Companies don't want to fund traditional pensions for their hourly and salaried workers. But workers don't know how to invest -- they don't save enough, and they lost an estimated $2 trillion, combined, from 401(k), 403(b) and IRA plans, in the bear market. So Congress is weighing how to reform the retirement investment industry -- and whether to add a guaranteed, forced-savings plan, so retired workers don't have to live on Social Security alone.
"For too many Americans, 401(k) plans have become little more than a high-stakes crap shoot... We are realizing that Wall Street's guarantees of predictable benefits and peace of mind throughout retirement was nothing more than a hollow promise," US Rep Rep.

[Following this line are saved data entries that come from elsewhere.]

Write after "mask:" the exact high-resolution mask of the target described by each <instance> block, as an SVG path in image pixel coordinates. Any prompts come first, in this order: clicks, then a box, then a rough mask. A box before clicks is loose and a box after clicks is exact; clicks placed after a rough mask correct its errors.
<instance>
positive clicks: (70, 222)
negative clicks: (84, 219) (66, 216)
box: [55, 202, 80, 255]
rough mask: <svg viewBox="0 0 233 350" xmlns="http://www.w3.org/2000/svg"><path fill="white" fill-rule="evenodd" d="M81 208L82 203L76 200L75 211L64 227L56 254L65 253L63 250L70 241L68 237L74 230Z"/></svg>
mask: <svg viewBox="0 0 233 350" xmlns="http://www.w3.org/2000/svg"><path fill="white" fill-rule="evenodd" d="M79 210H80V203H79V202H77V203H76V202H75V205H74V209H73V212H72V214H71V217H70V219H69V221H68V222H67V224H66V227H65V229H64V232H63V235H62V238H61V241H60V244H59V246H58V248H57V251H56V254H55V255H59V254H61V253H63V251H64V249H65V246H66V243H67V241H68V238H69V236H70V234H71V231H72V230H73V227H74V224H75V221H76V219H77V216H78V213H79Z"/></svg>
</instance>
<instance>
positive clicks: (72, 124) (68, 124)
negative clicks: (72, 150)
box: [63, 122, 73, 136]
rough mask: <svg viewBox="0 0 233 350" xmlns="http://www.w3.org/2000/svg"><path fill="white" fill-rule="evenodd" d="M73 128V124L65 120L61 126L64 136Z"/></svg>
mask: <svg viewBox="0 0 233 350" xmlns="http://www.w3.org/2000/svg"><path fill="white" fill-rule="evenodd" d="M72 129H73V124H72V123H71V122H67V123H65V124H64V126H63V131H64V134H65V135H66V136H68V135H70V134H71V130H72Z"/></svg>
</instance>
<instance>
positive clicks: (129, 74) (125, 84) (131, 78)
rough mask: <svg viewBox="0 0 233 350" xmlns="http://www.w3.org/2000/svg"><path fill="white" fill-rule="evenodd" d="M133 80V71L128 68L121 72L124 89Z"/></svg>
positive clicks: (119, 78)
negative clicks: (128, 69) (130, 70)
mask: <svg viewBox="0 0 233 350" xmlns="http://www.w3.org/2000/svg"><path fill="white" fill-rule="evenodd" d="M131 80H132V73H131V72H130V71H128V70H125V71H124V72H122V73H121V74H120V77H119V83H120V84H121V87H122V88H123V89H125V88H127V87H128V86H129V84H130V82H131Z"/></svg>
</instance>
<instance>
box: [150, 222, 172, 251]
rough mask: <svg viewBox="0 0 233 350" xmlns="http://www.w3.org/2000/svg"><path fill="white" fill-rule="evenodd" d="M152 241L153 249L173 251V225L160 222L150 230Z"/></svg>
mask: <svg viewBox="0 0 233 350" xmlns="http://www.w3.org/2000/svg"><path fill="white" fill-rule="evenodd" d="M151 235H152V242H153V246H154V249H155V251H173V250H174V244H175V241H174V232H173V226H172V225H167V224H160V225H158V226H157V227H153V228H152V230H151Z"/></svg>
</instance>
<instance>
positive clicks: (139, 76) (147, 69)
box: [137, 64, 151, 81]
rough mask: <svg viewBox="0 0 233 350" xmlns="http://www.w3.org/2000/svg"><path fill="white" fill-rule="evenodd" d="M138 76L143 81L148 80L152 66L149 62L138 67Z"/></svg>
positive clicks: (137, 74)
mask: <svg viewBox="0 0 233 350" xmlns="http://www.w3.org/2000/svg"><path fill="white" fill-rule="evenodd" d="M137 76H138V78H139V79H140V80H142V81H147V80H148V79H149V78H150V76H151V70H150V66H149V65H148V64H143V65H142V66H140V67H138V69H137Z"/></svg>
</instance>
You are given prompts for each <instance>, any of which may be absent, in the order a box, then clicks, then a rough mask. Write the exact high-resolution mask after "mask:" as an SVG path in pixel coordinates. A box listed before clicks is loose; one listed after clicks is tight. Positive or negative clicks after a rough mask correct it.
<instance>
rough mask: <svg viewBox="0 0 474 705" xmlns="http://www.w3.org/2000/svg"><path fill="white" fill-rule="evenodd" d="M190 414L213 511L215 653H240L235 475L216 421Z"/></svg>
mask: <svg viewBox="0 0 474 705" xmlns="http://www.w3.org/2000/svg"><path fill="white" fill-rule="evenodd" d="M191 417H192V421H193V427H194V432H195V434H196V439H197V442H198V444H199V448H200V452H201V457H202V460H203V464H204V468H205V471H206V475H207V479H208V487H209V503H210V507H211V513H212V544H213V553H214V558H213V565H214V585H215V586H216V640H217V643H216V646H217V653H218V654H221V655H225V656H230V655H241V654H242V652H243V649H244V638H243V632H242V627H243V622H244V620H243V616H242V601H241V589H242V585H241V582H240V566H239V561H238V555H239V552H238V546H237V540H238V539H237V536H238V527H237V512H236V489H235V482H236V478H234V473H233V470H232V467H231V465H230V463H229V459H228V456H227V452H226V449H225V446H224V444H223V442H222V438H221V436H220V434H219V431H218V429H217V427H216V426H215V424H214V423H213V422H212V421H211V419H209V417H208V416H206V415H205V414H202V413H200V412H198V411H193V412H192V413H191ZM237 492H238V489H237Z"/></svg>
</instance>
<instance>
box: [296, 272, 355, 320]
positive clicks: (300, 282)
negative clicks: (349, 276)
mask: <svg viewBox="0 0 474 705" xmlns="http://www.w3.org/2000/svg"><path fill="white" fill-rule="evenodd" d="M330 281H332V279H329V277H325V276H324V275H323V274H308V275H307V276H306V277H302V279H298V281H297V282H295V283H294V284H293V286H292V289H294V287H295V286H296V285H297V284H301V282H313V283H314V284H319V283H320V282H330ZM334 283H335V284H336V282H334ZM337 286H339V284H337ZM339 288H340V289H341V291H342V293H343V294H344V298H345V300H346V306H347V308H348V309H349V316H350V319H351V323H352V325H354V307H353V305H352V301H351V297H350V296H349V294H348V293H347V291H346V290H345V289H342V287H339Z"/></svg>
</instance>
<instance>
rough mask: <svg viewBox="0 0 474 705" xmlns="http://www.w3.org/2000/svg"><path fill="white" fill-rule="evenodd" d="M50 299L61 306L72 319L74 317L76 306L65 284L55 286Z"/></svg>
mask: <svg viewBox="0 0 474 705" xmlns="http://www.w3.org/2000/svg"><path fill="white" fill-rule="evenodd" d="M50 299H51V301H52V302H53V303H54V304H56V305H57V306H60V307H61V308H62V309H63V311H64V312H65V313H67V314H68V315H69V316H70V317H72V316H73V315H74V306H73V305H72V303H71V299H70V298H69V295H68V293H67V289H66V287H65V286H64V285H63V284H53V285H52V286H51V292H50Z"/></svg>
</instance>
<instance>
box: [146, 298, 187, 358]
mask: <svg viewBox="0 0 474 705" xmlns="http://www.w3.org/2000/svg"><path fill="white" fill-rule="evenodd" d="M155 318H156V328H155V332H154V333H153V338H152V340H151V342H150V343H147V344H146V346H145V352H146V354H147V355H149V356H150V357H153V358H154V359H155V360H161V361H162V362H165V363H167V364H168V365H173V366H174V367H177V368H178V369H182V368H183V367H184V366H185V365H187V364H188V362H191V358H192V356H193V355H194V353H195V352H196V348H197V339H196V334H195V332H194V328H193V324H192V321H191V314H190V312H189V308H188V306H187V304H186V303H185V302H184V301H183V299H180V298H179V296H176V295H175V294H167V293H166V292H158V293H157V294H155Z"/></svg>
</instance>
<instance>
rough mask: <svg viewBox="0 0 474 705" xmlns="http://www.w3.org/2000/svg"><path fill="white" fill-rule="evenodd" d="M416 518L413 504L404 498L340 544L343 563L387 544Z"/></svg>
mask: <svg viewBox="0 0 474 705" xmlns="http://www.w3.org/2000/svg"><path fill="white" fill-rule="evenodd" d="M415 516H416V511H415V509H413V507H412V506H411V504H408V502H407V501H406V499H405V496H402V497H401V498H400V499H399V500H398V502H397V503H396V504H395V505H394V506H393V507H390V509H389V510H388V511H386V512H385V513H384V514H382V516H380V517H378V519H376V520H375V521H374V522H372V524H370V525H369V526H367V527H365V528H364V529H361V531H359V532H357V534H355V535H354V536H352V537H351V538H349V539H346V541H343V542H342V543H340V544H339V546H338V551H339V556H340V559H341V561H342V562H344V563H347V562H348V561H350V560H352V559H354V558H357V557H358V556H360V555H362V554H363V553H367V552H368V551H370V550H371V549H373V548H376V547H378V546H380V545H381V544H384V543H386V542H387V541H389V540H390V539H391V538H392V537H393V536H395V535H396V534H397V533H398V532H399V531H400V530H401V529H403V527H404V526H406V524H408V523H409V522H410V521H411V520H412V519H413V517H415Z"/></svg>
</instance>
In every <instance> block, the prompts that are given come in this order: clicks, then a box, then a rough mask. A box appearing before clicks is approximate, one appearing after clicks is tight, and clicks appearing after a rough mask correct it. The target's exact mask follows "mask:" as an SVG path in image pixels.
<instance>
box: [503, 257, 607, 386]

George Miller, D-Calif., said at a hearing of his House Education and Labor Committee today. He called for clearer, lower retirement plan fees -- and asked if we also need "a new leg of retirement security."
Retired Vanguard Group founder John C. Bogle used the hearing to blast his old competitors and blame their high fees for the "serious train wreck" due to "phantom wealth" in the stock market, caused by "greedy financiers" exploiting a "mostly innocent public." His solutions aren't so radical: Bogle wants a simpler defined-contribution plan invested in "all-market index funds," bonds, and "simple low-cost annuities." The kind of program Vanguard might run.
Pension scholars Alicia H. Munnell of Boston College and Dean Baker of the Center for Economic Policy Research pushed for versions of a forced-savings plan. That left mutual fund lobbyist Paul Schott of the Investment Company Institute to defend the existing 401(k) system: "This isn't the time to abandon ship... Participants who cash out of the market right now will lock in their losses..." But even he agreed on the need for more "transparency".